「空振り」をおそれるな

逃げない理由として、ここでもうひとつ取り上げたいのは、災害が起こるという予想が外れるのではないかと思う心理です。

住民にとって、避難をするということは、雨の中、荷物を持って外を歩かなければならないし、知らない場所では寝られないし、予定通りのことができないしと、負担がかかります。

ですから、後から考えたら逃げなくても大丈夫だった、ということになると損をした気分になることはよくわかります。市町村の防災担当者にとっては、「避難指示」を出したのにその地区で何も被害がなかったら、あとで住民から批判の声が出るのではないかと心配する気持ちもあるでしょう。

こうしたことを背景に、災害対策においては、「空振りをおそれない」という言葉が次第に定着してきました。もちろん、「空振り」というのは、野球の用語になぞらえた言葉で、対策をとったけれど、それほどの被害は出なかったという意味です。

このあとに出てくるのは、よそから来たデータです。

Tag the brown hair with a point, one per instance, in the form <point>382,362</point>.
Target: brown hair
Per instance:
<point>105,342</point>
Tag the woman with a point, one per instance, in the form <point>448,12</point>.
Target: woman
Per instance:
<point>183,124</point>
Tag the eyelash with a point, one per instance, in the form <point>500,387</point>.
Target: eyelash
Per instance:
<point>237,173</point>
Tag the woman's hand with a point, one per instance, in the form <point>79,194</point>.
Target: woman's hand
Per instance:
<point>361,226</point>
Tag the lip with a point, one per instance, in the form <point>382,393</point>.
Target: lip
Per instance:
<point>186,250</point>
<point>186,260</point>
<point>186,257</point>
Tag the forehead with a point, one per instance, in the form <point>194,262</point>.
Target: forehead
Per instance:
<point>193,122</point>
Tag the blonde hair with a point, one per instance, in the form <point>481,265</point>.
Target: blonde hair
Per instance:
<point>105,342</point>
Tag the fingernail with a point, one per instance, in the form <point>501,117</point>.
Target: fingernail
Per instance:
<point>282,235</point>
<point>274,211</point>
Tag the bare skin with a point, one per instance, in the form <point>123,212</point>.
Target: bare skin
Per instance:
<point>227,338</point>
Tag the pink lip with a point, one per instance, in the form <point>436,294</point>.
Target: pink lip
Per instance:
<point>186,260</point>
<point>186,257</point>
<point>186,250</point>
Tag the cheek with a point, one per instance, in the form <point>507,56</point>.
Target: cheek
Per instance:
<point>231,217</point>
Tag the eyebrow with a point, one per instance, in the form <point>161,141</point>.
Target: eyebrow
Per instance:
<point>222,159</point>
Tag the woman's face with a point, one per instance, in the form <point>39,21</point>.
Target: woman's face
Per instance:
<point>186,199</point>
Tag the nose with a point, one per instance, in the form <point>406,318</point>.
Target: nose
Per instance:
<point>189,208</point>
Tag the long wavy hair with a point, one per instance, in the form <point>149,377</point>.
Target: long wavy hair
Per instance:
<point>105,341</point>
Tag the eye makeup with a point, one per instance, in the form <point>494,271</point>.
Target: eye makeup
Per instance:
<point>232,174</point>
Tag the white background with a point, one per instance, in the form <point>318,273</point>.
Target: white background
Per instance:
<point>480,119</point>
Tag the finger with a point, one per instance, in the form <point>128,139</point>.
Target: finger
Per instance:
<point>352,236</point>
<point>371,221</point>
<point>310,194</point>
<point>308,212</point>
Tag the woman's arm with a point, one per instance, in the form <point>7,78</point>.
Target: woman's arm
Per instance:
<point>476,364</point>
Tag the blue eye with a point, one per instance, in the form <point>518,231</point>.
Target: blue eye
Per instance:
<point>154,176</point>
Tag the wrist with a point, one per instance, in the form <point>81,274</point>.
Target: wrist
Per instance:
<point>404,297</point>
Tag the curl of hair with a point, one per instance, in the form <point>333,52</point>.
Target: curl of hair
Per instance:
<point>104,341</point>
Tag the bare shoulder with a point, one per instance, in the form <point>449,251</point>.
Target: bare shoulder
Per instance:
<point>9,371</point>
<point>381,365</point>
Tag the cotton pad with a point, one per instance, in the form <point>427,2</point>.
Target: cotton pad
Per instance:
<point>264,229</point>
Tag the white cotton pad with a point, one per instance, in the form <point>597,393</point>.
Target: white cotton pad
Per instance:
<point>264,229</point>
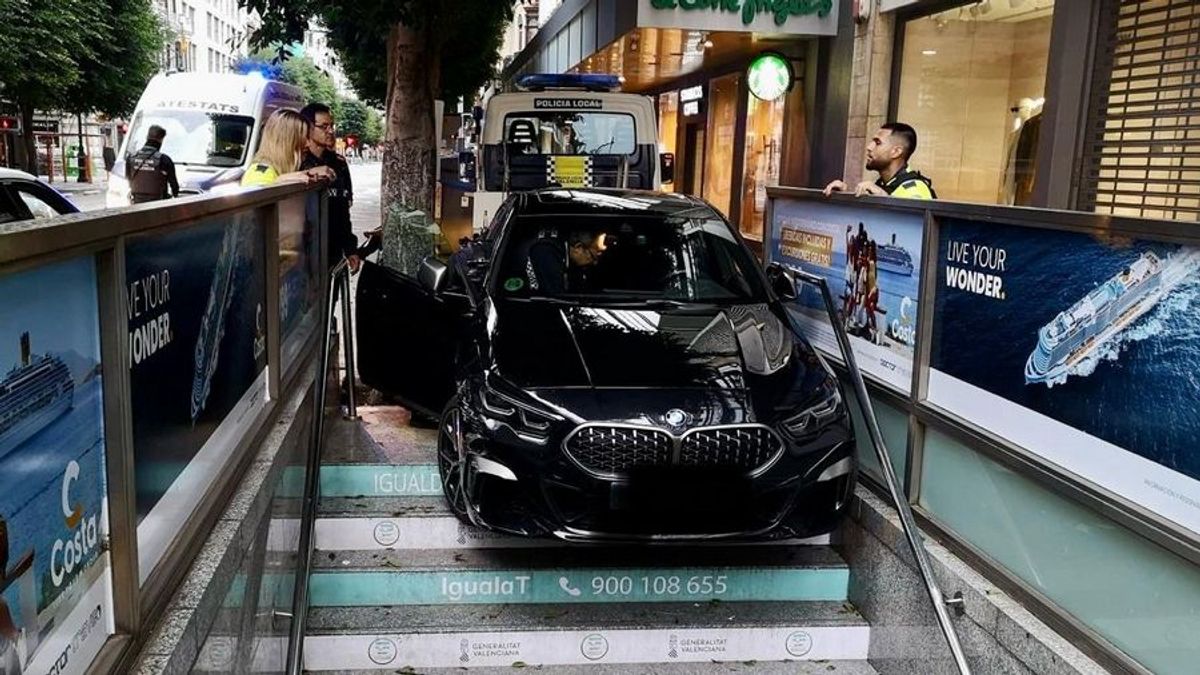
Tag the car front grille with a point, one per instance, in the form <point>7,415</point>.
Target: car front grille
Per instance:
<point>613,451</point>
<point>736,447</point>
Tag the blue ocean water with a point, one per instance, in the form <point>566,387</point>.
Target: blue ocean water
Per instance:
<point>31,485</point>
<point>1143,394</point>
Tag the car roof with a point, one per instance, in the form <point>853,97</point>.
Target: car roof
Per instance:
<point>10,174</point>
<point>595,201</point>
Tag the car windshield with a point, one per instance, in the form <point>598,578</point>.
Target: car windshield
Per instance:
<point>643,257</point>
<point>570,133</point>
<point>195,137</point>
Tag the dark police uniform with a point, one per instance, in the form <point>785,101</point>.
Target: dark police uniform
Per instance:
<point>151,174</point>
<point>341,193</point>
<point>907,183</point>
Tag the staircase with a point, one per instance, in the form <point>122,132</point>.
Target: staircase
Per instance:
<point>399,584</point>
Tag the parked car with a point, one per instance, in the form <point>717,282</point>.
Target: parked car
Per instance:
<point>612,364</point>
<point>24,197</point>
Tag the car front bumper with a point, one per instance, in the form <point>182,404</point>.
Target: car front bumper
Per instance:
<point>529,489</point>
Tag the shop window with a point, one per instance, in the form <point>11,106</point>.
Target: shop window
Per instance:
<point>669,124</point>
<point>721,129</point>
<point>765,142</point>
<point>972,83</point>
<point>1145,120</point>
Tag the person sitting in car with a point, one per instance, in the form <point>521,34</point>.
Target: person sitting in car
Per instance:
<point>555,267</point>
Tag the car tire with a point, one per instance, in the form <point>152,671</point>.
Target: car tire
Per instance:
<point>453,460</point>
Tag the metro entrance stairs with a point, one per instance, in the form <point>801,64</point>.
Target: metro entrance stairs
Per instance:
<point>400,585</point>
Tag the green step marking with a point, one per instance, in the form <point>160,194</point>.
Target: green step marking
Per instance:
<point>369,481</point>
<point>575,586</point>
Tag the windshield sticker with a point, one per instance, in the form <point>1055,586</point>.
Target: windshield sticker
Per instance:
<point>570,172</point>
<point>568,103</point>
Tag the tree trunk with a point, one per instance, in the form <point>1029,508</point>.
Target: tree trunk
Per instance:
<point>28,141</point>
<point>409,150</point>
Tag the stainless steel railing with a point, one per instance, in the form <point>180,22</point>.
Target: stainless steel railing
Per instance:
<point>907,523</point>
<point>339,285</point>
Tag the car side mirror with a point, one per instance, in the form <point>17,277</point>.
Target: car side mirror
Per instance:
<point>432,275</point>
<point>783,281</point>
<point>666,167</point>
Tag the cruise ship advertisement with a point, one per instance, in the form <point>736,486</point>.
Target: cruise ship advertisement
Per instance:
<point>54,590</point>
<point>197,348</point>
<point>1090,346</point>
<point>871,261</point>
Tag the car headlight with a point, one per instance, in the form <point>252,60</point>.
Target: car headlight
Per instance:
<point>508,408</point>
<point>807,423</point>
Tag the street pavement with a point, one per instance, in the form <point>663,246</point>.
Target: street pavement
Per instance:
<point>365,214</point>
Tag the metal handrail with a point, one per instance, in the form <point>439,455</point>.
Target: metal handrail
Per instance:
<point>907,523</point>
<point>339,282</point>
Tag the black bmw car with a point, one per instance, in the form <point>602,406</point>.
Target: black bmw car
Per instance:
<point>613,365</point>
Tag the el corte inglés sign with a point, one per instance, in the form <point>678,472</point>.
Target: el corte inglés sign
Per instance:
<point>745,15</point>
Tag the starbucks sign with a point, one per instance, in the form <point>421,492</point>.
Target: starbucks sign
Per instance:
<point>783,16</point>
<point>769,76</point>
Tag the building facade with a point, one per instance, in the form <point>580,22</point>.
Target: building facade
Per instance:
<point>1096,111</point>
<point>208,35</point>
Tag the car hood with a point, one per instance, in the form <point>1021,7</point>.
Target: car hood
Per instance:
<point>545,345</point>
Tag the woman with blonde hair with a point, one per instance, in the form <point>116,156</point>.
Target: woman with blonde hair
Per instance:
<point>285,138</point>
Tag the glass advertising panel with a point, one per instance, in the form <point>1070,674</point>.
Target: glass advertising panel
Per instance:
<point>55,591</point>
<point>1079,348</point>
<point>871,260</point>
<point>197,366</point>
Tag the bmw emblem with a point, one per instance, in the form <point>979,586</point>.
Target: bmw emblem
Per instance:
<point>676,418</point>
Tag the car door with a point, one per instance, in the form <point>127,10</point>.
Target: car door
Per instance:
<point>408,336</point>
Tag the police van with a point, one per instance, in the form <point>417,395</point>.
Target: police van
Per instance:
<point>569,131</point>
<point>214,123</point>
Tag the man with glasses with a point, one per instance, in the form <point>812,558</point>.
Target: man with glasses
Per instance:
<point>322,142</point>
<point>555,267</point>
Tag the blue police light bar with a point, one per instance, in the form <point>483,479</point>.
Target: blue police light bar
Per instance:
<point>589,82</point>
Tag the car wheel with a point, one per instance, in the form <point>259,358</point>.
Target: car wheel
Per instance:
<point>453,460</point>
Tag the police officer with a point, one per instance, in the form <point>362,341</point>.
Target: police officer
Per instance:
<point>150,171</point>
<point>888,154</point>
<point>322,142</point>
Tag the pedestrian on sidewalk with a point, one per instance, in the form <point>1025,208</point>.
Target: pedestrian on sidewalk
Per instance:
<point>151,172</point>
<point>321,153</point>
<point>285,139</point>
<point>888,153</point>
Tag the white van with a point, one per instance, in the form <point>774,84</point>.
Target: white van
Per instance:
<point>570,131</point>
<point>214,123</point>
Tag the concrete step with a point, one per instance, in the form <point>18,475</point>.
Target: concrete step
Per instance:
<point>574,575</point>
<point>552,634</point>
<point>712,668</point>
<point>363,523</point>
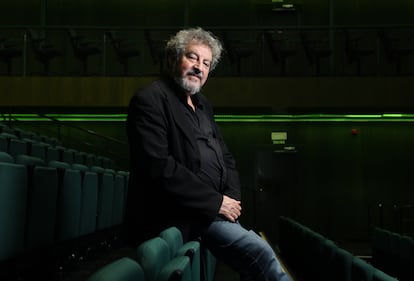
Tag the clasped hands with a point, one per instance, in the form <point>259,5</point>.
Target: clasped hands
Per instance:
<point>230,208</point>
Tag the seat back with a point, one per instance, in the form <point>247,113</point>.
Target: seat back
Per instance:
<point>154,257</point>
<point>89,200</point>
<point>361,270</point>
<point>122,269</point>
<point>13,201</point>
<point>105,197</point>
<point>379,275</point>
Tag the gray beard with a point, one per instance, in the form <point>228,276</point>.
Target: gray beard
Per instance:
<point>188,88</point>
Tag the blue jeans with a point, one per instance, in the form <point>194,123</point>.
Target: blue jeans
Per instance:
<point>244,251</point>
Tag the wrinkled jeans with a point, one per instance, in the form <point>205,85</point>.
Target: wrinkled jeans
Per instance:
<point>244,251</point>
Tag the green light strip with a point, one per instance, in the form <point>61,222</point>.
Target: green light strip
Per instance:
<point>397,117</point>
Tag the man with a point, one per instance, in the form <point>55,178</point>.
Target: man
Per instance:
<point>182,173</point>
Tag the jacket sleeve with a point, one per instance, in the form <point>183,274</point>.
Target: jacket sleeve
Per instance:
<point>151,138</point>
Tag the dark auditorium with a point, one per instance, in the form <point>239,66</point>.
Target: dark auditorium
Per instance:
<point>206,140</point>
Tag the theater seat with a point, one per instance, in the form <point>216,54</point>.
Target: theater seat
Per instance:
<point>13,200</point>
<point>83,48</point>
<point>174,238</point>
<point>43,50</point>
<point>124,49</point>
<point>382,276</point>
<point>122,269</point>
<point>154,257</point>
<point>361,270</point>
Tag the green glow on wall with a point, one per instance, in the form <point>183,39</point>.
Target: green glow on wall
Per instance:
<point>283,118</point>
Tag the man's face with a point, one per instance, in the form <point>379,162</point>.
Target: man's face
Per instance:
<point>193,67</point>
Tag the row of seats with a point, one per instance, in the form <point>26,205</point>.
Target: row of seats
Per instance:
<point>314,257</point>
<point>162,258</point>
<point>16,141</point>
<point>56,211</point>
<point>393,253</point>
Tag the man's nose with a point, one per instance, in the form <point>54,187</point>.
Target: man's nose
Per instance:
<point>197,69</point>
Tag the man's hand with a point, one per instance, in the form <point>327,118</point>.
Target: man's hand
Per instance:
<point>230,208</point>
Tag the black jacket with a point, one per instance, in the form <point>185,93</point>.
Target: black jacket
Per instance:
<point>164,189</point>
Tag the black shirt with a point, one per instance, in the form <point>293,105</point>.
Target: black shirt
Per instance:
<point>212,168</point>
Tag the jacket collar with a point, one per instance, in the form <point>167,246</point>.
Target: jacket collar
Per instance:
<point>177,98</point>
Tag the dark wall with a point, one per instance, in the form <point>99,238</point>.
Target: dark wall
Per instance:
<point>202,12</point>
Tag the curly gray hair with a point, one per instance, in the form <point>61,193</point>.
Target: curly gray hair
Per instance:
<point>177,44</point>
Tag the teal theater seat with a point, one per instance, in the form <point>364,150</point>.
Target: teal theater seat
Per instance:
<point>13,201</point>
<point>122,269</point>
<point>361,270</point>
<point>174,238</point>
<point>154,257</point>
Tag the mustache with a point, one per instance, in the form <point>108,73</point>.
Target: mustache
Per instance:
<point>195,73</point>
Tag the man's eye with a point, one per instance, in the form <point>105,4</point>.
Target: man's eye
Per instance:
<point>192,56</point>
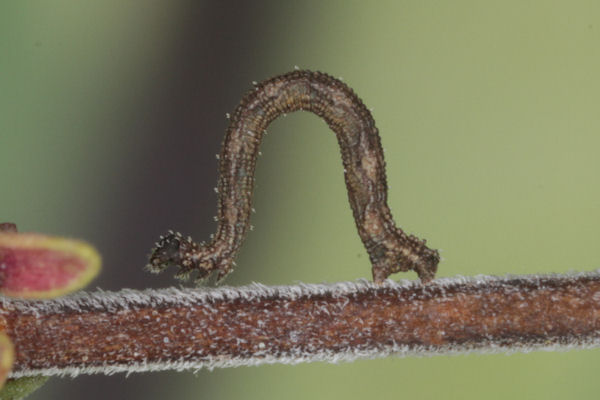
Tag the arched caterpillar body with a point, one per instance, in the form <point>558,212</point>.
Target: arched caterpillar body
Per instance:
<point>389,248</point>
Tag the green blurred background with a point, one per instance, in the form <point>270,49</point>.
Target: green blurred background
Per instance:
<point>111,113</point>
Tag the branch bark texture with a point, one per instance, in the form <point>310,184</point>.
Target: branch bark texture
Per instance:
<point>130,331</point>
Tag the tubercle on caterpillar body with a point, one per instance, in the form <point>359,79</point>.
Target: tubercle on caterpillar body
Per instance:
<point>390,249</point>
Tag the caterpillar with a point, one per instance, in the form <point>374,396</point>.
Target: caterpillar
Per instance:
<point>390,249</point>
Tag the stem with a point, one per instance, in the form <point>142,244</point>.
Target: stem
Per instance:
<point>133,331</point>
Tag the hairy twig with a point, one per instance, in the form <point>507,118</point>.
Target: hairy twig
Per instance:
<point>151,330</point>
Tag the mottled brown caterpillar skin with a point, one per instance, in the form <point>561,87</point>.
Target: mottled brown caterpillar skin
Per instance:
<point>389,248</point>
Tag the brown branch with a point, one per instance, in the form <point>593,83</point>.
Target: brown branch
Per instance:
<point>131,331</point>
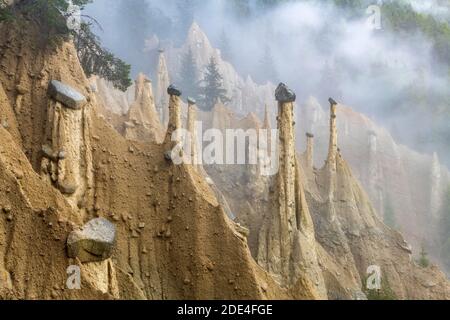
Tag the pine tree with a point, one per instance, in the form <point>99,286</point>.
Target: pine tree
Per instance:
<point>188,75</point>
<point>212,89</point>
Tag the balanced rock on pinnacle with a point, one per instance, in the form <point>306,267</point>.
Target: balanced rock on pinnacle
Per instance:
<point>94,242</point>
<point>67,95</point>
<point>191,101</point>
<point>284,95</point>
<point>174,91</point>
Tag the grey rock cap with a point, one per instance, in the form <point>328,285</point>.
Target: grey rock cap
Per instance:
<point>332,102</point>
<point>284,95</point>
<point>191,100</point>
<point>173,90</point>
<point>68,96</point>
<point>94,242</point>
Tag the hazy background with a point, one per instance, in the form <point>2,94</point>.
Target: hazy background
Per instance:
<point>314,46</point>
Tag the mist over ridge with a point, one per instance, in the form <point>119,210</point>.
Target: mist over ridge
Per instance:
<point>316,47</point>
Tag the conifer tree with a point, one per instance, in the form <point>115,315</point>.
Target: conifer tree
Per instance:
<point>188,75</point>
<point>212,89</point>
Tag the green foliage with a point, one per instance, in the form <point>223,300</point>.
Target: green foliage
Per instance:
<point>188,75</point>
<point>212,90</point>
<point>385,293</point>
<point>49,14</point>
<point>96,60</point>
<point>50,17</point>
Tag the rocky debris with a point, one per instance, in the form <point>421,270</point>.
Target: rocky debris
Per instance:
<point>172,90</point>
<point>284,95</point>
<point>68,96</point>
<point>48,152</point>
<point>94,242</point>
<point>67,188</point>
<point>168,156</point>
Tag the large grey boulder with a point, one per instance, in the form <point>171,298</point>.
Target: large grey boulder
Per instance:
<point>174,91</point>
<point>191,101</point>
<point>94,242</point>
<point>68,96</point>
<point>284,95</point>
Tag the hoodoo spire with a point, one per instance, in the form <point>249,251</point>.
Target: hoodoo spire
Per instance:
<point>192,117</point>
<point>287,239</point>
<point>163,81</point>
<point>332,152</point>
<point>174,111</point>
<point>309,150</point>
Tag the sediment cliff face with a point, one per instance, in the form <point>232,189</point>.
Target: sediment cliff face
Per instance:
<point>179,231</point>
<point>400,182</point>
<point>173,238</point>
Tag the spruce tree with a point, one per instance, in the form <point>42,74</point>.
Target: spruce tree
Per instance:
<point>188,75</point>
<point>212,89</point>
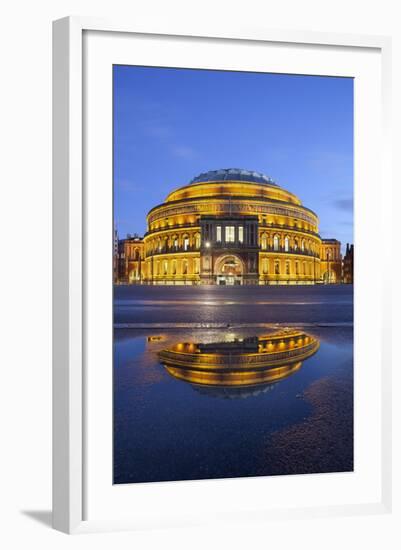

「空振り」になるかどうかは、事前には誰にもわかりません。「空振り」かもしれないと言って避難をしないと、本当に災害が起きたときに命を落とすことになります。だから「空振り」をおそれずに、避難をしなくてはいけないのです。

岩手県釜石市
岩手県釜石市

津波の話になりますが、岩手県釡石市に、2011年の東日本大震災を後世に伝えるための「津波記憶石」という石碑があります。そこには、地元の中学生の言葉として、「100回逃げて、100回来なくても、101回目も必ず逃げて」と書かれています。心に染みる言葉です。気象災害でもまったく同じです。